Whichever method your spouse choses for taking deductions, you’ll have to follow suit, even if you file separately. If one of you opts to itemize your deductions, the other will not qualify for a standard deduction and ill also have to itemize.
It possible that you can claim a separate return with itemized deductions that you paid, either separately or jointly with your spouse. Certain expenses that were paid from a designated fund, like medical expenses, are only deductible by the person who paid the expense. If the fund from which money was used to pay is not personal, and instead is a joint or community fund, your ability to deduct these expenses is relevant to whether or not you live in a community property state. If you do, the qualifying deduction amount for expenses paid from funds is split equally among you and your spouse.

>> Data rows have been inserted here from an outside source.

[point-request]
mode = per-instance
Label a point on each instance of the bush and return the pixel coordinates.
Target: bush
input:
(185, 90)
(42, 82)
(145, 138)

If you don’t live in a community property state, and chose to file separate returns, you are only entitled to claim medical expenses that you actually paid. If you own a joint checking account with your spouse, and used it to pay for expenses, unless you can prove your claim to the account, expenses will be considered equally paid among you and your spouse for tax purposes.
What is a Community Property State?
Married couples who live in a community property state, or registered domestic partners in the states of Nevada, Washington, or California, who have paid medical expenses from a community fund will have to divide the expenses in half. When filing a separate return, you’ll have to deduct only half of the funds. If medical expenses were paid from a private fund by one spouse, only that spouse can deduct the expense. The same rules apply to same-sex married couples in California.